Chinese VPN Provider Increases Its Server Network By Hacking Aliens

Terracota VPN Server Coverage An

unusual business scheme has been chosen by the Chinese VPN service provider, which advertises them under several different brands in China. The provider was able to provide a very low price for the services of providing encrypted Internet access, $ 3 per month, using other people's computers on his network that were hacked and quietly worked under his control.

Researchers at RSA Security came across this system, examining a recent massive leak of information about US government officials blamed on Chinese hackers. RSA called this Terracota VPN VPN, alluding to the Terracotta Army", which, according to their submission, is played by users of this network. In China, VPN services are very popular due to the government’s thorough approach to Internet censorship .


Network diagram

According to RSA , Terracota VPN constantly finds vulnerable to expand its server pool computers that run Windows and breaks them in, turns on a VPN service and connects them to their network.Among the controlled servers, researchers found servers belonging to libraries, universities, hotels and various state US institutions.

Apparently, computers running Windows are chosen both because of their susceptibility to hacking, and because setting up such a computer as a VPN host is much easier than for computers running other operating systems. Using the brute force method, hackers select an administrator password and then turn off computer protection to turn it into a working VPN host. To do this, a separate user account is created on the computer and the Gh0st RAT computer remote control system is installed.
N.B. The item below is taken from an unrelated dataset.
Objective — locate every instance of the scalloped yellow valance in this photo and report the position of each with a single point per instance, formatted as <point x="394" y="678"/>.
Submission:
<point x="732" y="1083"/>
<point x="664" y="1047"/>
In addition, the researchers found other vicious practices that the provider uses - for example, assigning several dozens of IP addresses to one physical device to give the impression of a much larger network than it actually is.


Server hacking scheme The

RSA report claims that Terracota VPN was able to connect with the hacker group Deep Panda , which is suspected of organizing a massive leak of personal information. There is no evidence of the company's direct cooperation with hackers - perhaps the hackers simply used the services of this network, in which it was easy to cover up traces due to the system of its organization.

RSA Security was established in 1982 as an independent company, and was acquired in 2006 by EMC Corporation, one of the largest corporations in the world in the market of products, services and solutions for storing and managing information. EMC is headquartered in Hopkinton, Massachusetts (USA).